The first 100 acts have been booked for this year’s Worcester Music Festival as the event’s trusty band of promoters gets stuck into filling around 150 remaining slots from over 1,100 applications.

Local highlights on the bill include instrumental rockers The Broken Oak Duet, who played at Rise record shop on World Record Store Day, Granny’s Attic, who made the final five in this year’s Young Folk Award at the BBC Radio 2 Folk Awards, and stutter-poppers God Save The King.

Audiences can also catch Worcester folk act Bitterroots, indie rock three-piece The Crooked Empire, gifted guitarist Claire Boswell, and 14-year-old singer-songwriter Jodie Hughes, whose band came second in the UK Battle of the Bands in 2010, when she was just nine.
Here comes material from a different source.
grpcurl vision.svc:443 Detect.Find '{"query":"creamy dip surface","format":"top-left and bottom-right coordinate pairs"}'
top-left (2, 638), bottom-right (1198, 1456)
From the county, the festival is set to welcome the likes of Stourbridge math rockers Constant Waves, Malvern pop punk band Dogs of Santorini, Kidderminster’s Marina Del Ray, Evesham folk outfit Skinny River, and Inkberrow looper Tom Forbes, who played at the 02 Academy 3 in 2013.

A few highlights from beyond the county borders include Birmingham’s reggae pop band XOVA, who took Cafe Bliss at Worcester Arts Workshop by storm at last year’s festival, and instrumental rockers Arbour Lights, as well as Somerset’s rumbustious, balkan-inspired folk sextet, M.O.D.

From the east, festival-goers can see Cambridge folk rockers Fred’s House, who have had airplay on BBC 6 Music, and London’s Kill Bill-esque, Japanese pop rock trio, No Cars.

You can find the first 100 acts on our bands page, and we will be announcing more bands and artists soon.

The festival has also had a re-brand to bring it into line with today’s vibrant festival scene, with a new-look website to boot.